The above-mentioned computer-readable storage medium models the user's historical behavior characteristics through weighted compression to capture the characteristics of the user's historical behavior characteristics changing with time series, and based on adversarial learning, the generator can obtain the interest preference characteristics of online users, and Accurately recommend content information.

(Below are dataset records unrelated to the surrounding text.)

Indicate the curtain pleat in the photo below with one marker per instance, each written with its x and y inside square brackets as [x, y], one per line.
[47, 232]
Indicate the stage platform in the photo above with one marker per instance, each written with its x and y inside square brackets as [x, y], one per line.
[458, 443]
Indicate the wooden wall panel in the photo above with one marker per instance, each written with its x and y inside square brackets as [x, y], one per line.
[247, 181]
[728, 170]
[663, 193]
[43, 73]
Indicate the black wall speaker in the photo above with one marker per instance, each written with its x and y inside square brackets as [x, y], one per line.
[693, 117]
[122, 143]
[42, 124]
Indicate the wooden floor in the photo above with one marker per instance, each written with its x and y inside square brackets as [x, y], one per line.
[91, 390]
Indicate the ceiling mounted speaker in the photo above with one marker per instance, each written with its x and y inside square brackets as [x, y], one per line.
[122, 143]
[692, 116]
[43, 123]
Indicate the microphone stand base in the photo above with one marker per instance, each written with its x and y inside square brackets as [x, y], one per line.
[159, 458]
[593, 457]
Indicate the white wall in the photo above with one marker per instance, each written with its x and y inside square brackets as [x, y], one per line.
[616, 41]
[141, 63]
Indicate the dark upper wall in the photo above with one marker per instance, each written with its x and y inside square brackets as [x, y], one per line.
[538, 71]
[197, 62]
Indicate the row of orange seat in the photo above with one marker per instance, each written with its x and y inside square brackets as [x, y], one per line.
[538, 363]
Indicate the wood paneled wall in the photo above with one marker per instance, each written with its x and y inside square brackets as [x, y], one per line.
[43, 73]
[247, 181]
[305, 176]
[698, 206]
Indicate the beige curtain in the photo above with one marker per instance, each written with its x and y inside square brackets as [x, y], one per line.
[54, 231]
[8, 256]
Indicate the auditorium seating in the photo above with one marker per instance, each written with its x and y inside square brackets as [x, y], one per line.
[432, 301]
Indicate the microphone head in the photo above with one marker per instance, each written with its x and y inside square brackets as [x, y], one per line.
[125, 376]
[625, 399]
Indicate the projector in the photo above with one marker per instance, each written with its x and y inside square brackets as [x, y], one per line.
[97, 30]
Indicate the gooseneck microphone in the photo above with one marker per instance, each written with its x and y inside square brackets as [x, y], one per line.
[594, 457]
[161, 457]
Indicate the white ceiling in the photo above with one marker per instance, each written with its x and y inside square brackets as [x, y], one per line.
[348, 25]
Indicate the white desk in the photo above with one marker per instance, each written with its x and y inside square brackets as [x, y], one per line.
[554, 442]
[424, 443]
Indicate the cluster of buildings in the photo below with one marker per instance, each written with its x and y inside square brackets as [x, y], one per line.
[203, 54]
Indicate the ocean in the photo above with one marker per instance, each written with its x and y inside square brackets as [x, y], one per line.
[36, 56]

In one embodiment, the above-mentioned processor obtains the weighted compression vector corresponding to the user's historical behavior feature by weighting and compressing the user characteristics constructed in advance, including: performing the user characteristics according to the two-dimensional space of the time series dimension and the feature dimension. Time sequence coding to obtain the time sequence feature matrix corresponding to the user characteristics; multiply the time sequence feature matrix with the first compression weight matrix to obtain the first product matrix after data compression; after the first product matrix is corrected by the first paranoia vector, the first product matrix is obtained A correction matrix; input the first correction matrix into the sigmoid function to obtain the embedding vector corresponding to the user's historical behavior feature; splicing the embedding vector corresponding to the user's historical behavior feature with the time series feature corresponding to the specified time to form the first splicing vector; The splicing vector is multiplied by the second compression weight matrix to obtain a second product matrix after data compression; after the second product matrix is corrected by the second paranoia vector, the weighted compression vector corresponding to the user's historical behavior characteristics is obtained.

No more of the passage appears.